By: Soomedha Vasudevan and Nick Chu
In the competitive world of professional tennis a player’s success goes beyond their raw talent; they must also navigate several different external and internal challenges. A prominent external factor that significantly influences player performance is the variety of playing surfaces–clay, hard, and grass. Each surface poses distinct challenges, demanding different skill sets and highlighting adaptability as the key to success. As the Association of Tennis Professionals (ATP) tournaments unfolded, certain players demonstrated a notable edge in win percentages, prompting a crucial question: What skills drive these players to success on specific court types?

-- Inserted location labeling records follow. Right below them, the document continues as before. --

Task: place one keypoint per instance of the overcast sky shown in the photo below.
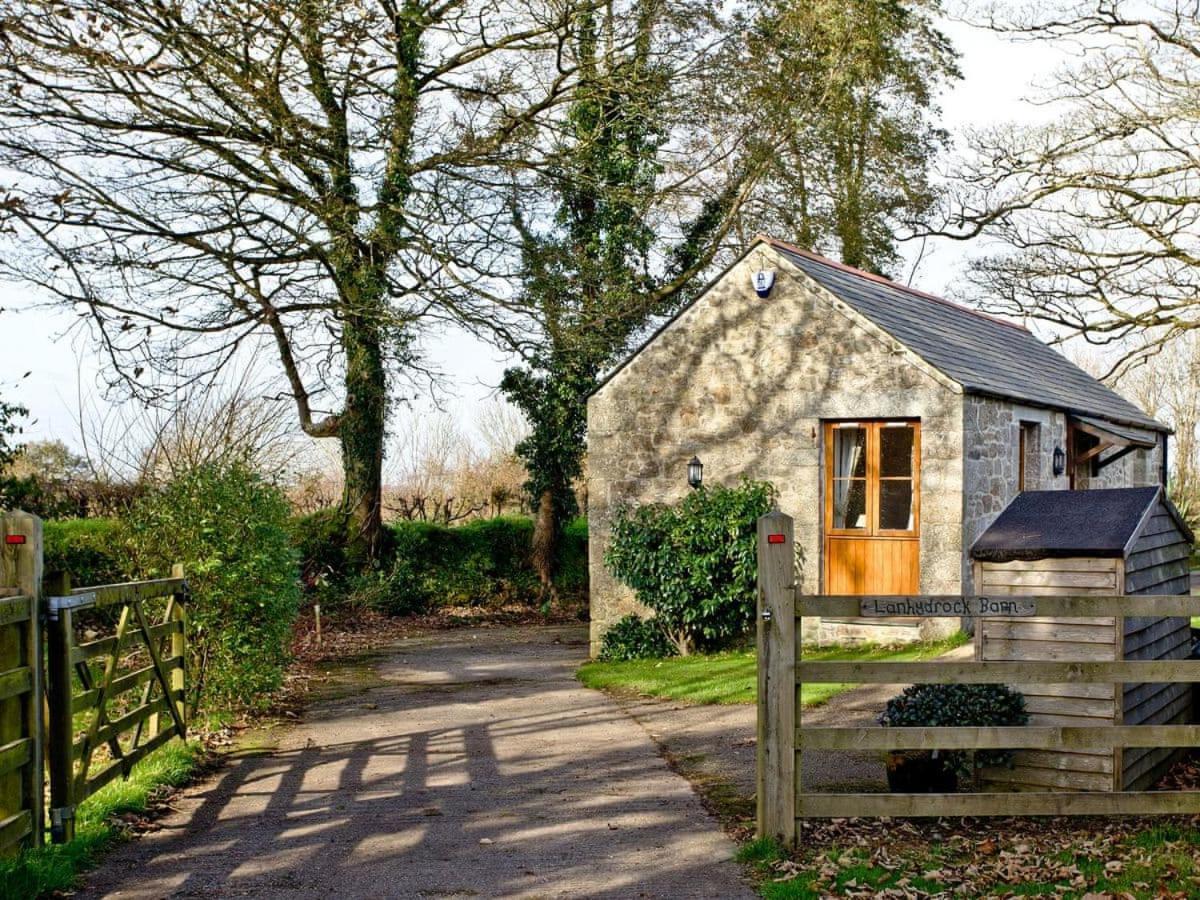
(996, 77)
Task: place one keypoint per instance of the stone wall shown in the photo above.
(990, 468)
(744, 383)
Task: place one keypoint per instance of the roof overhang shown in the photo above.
(1117, 438)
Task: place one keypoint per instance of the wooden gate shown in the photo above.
(783, 802)
(21, 711)
(117, 697)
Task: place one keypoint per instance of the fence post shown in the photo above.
(179, 648)
(60, 733)
(23, 570)
(778, 769)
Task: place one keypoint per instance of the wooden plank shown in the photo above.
(111, 594)
(165, 677)
(87, 700)
(954, 607)
(121, 767)
(15, 755)
(106, 645)
(1065, 605)
(777, 637)
(1049, 651)
(1000, 672)
(16, 828)
(119, 726)
(1056, 630)
(912, 805)
(1073, 691)
(1062, 760)
(1065, 564)
(1015, 737)
(16, 682)
(15, 609)
(1102, 709)
(1049, 778)
(1056, 580)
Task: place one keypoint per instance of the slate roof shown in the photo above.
(1039, 525)
(983, 354)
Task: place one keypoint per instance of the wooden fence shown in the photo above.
(21, 708)
(783, 737)
(117, 697)
(114, 689)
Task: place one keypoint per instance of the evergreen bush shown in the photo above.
(694, 563)
(229, 529)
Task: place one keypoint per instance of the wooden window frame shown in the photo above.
(874, 480)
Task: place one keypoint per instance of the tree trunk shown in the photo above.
(545, 540)
(361, 432)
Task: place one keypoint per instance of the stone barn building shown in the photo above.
(895, 426)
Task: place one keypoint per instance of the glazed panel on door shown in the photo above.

To discover these skills, we need to explore player statistics and analyze the correlation between specific player attributes and winning percentages among the court surfaces. From observing matches and the court types, some predictions arose on what skills each court type championed. Clay courts seem to favor players who excel in longer rally lengths, while grass courts highlight higher ace-winning percentages. In contrast, the hard courts, which are the highest in popularity, are a lot more random and unpredictable in their valued skills. Notably, player Carlos Alcaraz dominates both clay and grass courts with winning percentages of 89.3% and 100%, respectively. While his specific skills, such as rally lengths or ace numbers, may not be outstandingly impressive compared to his opponents, his consistent success evokes curiosity. This highlights the necessity of studying overall trends rather than focusing solely on individual player abilities. This article aims to study the correlation between skills and win percentages as we try to determine which attributes are the most advantageous for players based on their match surfaces.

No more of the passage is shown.